The Thai government and the national railway system have spent about $10 million in the past year on feasibility studies for the land bridge. Mr. Prayuth has reportedly swung in favor of the project, suggesting it could help the Thai economy recover from a COVID-19-induced slump.
“The location of the government’s land bridge project in the south — touted as a more convenient way to transport goods from the Middle East to the Pacific region — will be decided by June,” Mr. Saksayam told the Bangkok Post.
If the project does get the green light, then it would doom decades of dreams about digging a much more expensive “Kra Canal” — Thailand’s version of the Panama Canal — on a similar route across the Kra Isthmus, linking Ranong and Chumphon. That canal would have spanned the peninsula at its narrowest point by dredging a deeper 40-mile-long stretch of the Kra Buri River near Ranong Port.
During the 17th century, European and Thai leaders talked about hacking through the jungle but lacked the will, finances and technology to make the Kra Canal.

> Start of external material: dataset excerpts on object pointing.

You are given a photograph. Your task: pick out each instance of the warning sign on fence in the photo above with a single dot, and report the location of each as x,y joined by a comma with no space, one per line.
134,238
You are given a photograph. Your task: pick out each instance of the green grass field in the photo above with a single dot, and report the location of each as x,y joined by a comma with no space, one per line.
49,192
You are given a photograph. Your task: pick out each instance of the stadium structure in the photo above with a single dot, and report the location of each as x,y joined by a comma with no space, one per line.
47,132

Arrangements to finance the land bridge have not been made public, but a major injection of foreign investment is anticipated. China, the U.S., Australia and India appeared to be interested in helping build the Kra Canal, but the price for Thai partners spiraled too high.
Both the canal and the land route increase the risk of sea pollution, oil spills and other environmental havoc in an area largely dependent on coastal fishing. Also, the U.S.-Chinese rivalry appears to be heating up again in Thailand. Washington had been toning down its rhetoric on Mr. Prayuth’s increasingly authoritarian rule.
During the past several years, the U.S. has been training the Thai navy in submarine warfare to guard its ports and waters along the Andaman and gulf.
“It is important to maintain relations with Thailand because they have outstanding visibility in the maritime domain in a critical part of the world,” Marine Corps Gen. Joseph F. Dunford, then chairman of the Joint Chiefs of Staff, said in 2018.
China, meanwhile, has been trying to sell three submarines to Thailand to boost its relatively weak navy.